Improving Pronunciation and Accent Conversion through Knowledge Distillation And Synthetic Ground-Truth from Native TTS

Published 19 Oct 2024 in cs.SD, cs.AI, and eess.AS | (2410.14997v2)

Abstract: Previous approaches on accent conversion (AC) mainly aimed at making non-native speech sound more native while maintaining the original content and speaker identity. However, non-native speakers sometimes have pronunciation issues, which can make it difficult for listeners to understand them. Hence, we developed a new AC approach that not only focuses on accent conversion but also improves pronunciation of non-native accented speaker. By providing the non-native audio and the corresponding transcript, we generate the ideal ground-truth audio with native-like pronunciation with original duration and prosody. This ground-truth data aids the model in learning a direct mapping between accented and native speech. We utilize the end-to-end VITS framework to achieve high-quality waveform reconstruction for the AC task. As a result, our system not only produces audio that closely resembles native accents and while retaining the original speaker's identity but also improve pronunciation, as demonstrated by evaluation results.

Abstract PDF HTML Upgrade to Chat

Summary

The paper presents an innovative framework that integrates native TTS as synthetic ground-truth with a bifurcated training strategy for enhanced accent conversion.
It employs the VITS framework for effective latent alignment, mitigating non-native pronunciation errors while preserving speaker identity.
Comprehensive evaluations show significant improvements in word error rate and accent accuracy over traditional methods.

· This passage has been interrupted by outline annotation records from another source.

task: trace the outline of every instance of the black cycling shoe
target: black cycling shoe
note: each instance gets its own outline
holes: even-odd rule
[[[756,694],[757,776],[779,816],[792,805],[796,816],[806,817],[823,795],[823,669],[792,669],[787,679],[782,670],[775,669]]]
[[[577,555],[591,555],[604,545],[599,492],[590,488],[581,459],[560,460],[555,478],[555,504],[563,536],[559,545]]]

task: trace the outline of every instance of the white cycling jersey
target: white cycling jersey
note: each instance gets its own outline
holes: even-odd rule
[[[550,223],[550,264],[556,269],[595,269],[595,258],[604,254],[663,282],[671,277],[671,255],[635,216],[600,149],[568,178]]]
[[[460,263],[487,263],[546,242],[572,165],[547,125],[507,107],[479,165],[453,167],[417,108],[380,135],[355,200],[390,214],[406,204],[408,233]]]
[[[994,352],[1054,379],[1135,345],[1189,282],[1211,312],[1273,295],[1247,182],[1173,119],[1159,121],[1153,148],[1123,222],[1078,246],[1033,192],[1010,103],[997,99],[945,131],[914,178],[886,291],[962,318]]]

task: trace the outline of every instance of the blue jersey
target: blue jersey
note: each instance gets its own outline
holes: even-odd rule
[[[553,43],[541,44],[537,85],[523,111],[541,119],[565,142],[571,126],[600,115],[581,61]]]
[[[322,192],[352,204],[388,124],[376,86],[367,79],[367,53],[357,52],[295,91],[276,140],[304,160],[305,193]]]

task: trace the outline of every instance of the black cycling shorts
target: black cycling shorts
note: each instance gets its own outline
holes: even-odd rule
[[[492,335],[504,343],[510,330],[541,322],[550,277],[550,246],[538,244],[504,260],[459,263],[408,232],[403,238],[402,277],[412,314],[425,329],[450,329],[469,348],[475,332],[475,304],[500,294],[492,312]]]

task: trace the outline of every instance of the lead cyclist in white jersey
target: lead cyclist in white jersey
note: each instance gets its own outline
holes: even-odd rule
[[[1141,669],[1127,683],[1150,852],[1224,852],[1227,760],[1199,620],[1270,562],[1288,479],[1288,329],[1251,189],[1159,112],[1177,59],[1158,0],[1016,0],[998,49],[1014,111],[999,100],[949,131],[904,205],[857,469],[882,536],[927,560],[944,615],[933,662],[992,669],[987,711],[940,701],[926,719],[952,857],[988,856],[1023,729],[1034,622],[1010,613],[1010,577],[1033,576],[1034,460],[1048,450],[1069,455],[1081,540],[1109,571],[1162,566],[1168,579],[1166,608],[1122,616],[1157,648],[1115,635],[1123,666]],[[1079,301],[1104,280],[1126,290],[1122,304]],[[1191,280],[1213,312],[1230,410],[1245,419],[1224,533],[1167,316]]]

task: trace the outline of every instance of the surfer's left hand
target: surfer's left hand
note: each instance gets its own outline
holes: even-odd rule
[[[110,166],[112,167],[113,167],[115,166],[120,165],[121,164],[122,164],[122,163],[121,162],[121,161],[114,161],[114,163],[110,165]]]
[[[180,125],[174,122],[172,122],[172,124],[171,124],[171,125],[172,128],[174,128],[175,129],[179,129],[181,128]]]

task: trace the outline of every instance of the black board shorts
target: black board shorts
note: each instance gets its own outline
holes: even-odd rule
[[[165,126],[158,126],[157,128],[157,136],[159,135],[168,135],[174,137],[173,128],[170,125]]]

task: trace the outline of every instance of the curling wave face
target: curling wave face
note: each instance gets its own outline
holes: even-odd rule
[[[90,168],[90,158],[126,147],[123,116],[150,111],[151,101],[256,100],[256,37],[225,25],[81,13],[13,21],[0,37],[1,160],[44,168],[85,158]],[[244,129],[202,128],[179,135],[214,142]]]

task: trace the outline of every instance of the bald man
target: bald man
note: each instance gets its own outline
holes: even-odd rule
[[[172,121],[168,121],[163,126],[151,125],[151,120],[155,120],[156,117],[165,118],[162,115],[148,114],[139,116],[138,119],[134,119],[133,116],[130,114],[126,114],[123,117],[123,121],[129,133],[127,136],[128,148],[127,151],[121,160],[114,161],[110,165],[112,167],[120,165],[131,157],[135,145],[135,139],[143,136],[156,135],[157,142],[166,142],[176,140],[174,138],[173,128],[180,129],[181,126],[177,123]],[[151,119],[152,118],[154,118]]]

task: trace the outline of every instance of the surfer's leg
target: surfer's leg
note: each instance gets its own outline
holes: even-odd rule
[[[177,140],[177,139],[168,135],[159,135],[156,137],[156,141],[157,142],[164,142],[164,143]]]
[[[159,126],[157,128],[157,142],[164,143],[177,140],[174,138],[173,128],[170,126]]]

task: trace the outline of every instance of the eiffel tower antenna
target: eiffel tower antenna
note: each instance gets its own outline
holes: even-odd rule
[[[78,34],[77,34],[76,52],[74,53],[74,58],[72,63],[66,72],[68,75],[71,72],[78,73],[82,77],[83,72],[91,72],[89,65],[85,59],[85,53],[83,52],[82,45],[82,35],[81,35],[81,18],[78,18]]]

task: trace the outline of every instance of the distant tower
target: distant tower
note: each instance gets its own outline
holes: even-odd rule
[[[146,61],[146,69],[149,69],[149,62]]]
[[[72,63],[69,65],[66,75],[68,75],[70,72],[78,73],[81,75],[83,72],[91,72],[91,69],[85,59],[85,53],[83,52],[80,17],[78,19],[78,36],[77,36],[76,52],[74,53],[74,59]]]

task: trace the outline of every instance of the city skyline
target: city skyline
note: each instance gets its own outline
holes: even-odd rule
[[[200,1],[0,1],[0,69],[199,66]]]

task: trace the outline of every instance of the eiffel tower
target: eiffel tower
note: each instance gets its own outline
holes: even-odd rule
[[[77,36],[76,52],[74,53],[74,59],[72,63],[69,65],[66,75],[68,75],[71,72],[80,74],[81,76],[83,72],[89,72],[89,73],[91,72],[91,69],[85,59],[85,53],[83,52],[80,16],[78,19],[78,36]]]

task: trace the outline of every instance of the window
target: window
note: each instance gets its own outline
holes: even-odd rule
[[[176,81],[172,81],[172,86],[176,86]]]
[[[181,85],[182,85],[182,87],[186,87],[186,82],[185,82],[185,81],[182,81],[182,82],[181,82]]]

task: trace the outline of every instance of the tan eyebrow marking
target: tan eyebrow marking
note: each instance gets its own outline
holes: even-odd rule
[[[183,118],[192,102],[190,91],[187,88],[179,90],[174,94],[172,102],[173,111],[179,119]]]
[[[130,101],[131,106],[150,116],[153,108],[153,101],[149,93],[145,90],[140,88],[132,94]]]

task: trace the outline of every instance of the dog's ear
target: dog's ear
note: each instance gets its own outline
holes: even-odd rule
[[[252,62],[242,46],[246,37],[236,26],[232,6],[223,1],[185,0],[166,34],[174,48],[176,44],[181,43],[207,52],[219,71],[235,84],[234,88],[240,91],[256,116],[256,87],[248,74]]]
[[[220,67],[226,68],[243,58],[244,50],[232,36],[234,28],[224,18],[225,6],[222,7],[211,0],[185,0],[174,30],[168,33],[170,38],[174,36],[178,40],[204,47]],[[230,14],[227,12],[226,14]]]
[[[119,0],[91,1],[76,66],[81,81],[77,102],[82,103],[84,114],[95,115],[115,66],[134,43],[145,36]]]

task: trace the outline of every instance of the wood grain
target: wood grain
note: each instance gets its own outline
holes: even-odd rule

Improving Pronunciation and Accent Conversion through Knowledge Distillation And Synthetic Ground-Truth from Native TTS

The paper addresses the complex task of accent conversion (AC), aiming to make non-native speech more closely resemble native speech in terms of pronunciation while retaining the speaker's identity. It advances previous AC methodologies by integrating enhanced pronunciation correction and knowledge distillation techniques, building a framework that leverages native Text-to-Speech (TTS) as a synthetic ground-truth generator.

The research introduces a novel approach utilizing the Variational Inference with Text-to-Speech (VITS) framework. This choice capitalizes on VITS' end-to-end architecture, circumventing the need for a separate vocoder and aligning input-output efficiently via monotonic alignment search. The framework improves both pronunciation and accent conversion through a bifurcated training strategy.

Methodological Contributions

Native TTS and Pre-trained AC Model: The initial training stage involves simultaneous pre-training of the AC model with a native TTS system using the VITS framework. This stage captures the distribution of native audio data by utilizing native-like synthetic ground-truth generated from TTS.
Synthetic Ground-Truth Generation: The native TTS framework is employed to create ideal ground-truth audio from non-native inputs by accurately aligning latent variables and maintaining speaker identity and prosody, thereby addressing issues of pronunciation.
Fine-tuning with Ground-Truth Data and Knowledge Distillation: The AC model undergoes fine-tuning using generated ground-truth audios and native knowledge distillation, focusing on capturing accent-independent linguistic features without degrading speaker identity.

The authors present a comprehensive evaluation metric suite, incorporating both subjective (Nativeness, Sim-MOS) and objective (WER, Accent Accuracy, SECS) tests. These evaluations emphasize the system's capability to enhance pronunciation with native-like clarity, achieving significant improvements in WER over baseline methods while maintaining high speaker similarity.

Significance and Implications

The proposed approach stands out in terms of handling insufficient parallel corpora issues and compensating for non-native pronunciation errors. By generating accent-independent linguistic representations through native TTS models, the proposed method effectively trains the AC model to improve overall speech intelligibility and accent perception without compromising speaker identity.

Future Directions

This research opens avenues for further advancement in the field of AC and TTS. Future work could explore aspects such as emotional tone preservation, prosodic variations, and integrating diverse linguistic features that could further enhance the naturalness and expressiveness of converted speech.

In summary, this paper presents a substantial advancement in the field of accent conversion and pronunciation enhancement, illustrating a pathway forward for researchers looking to refine speech synthesis systems. The methodological robustness and effectiveness of the proposed framework hold promise for significant practical applications in multilingual communication systems.